<230>Je vois Lucrèce et Locke au bout de la carrière;
Venez, suivons leurs pas, et montrons aux humains
Leur nature, leur être, et quels sont leurs destins;
Examinons l'esprit depuis son origine,
Pendant tous ses progrès, jusqu'à notre ruine :
Il naît, se développe et croît avec nos sens,
Il éprouve avec eux différents changements;
Ainsi que notre corps, débile dans l'enfance,
Étourdi, plein de feu dans notre adolescence,
Abattu par les maux et fort dans la santé,
Il baisse, il s'affaiblit dans la caducité,
Il périt avec nous, son destin est le même.
Mais l'âme, qu'on nous dit de nature suprême,
Quoi! cet être immortel, presque l'égal des dieux,
Quitterait-il pour nous l'heureux séjour des cieux?

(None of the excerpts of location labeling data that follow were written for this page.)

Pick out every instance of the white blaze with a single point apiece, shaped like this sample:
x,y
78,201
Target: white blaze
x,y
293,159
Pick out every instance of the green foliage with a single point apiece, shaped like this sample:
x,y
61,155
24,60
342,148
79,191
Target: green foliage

Daignerait-il s'unir à ce corps peu durable,
A la matière ingrate, abjecte et périssable,
Épier les moments des plaisirs de Vénus,
Se tenir en vedette, animer le fœtus,
Et s'enfermer neuf mois dans le sein de la mère,
Dans un cachot obscur prisonnier volontaire,
Pour s'exposer après à tous les coups du sort,
Souffrir le chaud, le froid, la douleur et la mort?
Voilà les visions dont notre orgueil nous flatte.
Consultons sur ces faits les enfants d'Hippocrate,
Voyons la mécanique et les jeux des ressorts
Qui meuvent nos esprits, de même que nos corps.
Lorsque l'astre du jour termine sa carrière,
Que le discret sommeil ferme votre paupière,
Que fait alors cette âme? Elle dort avec vous.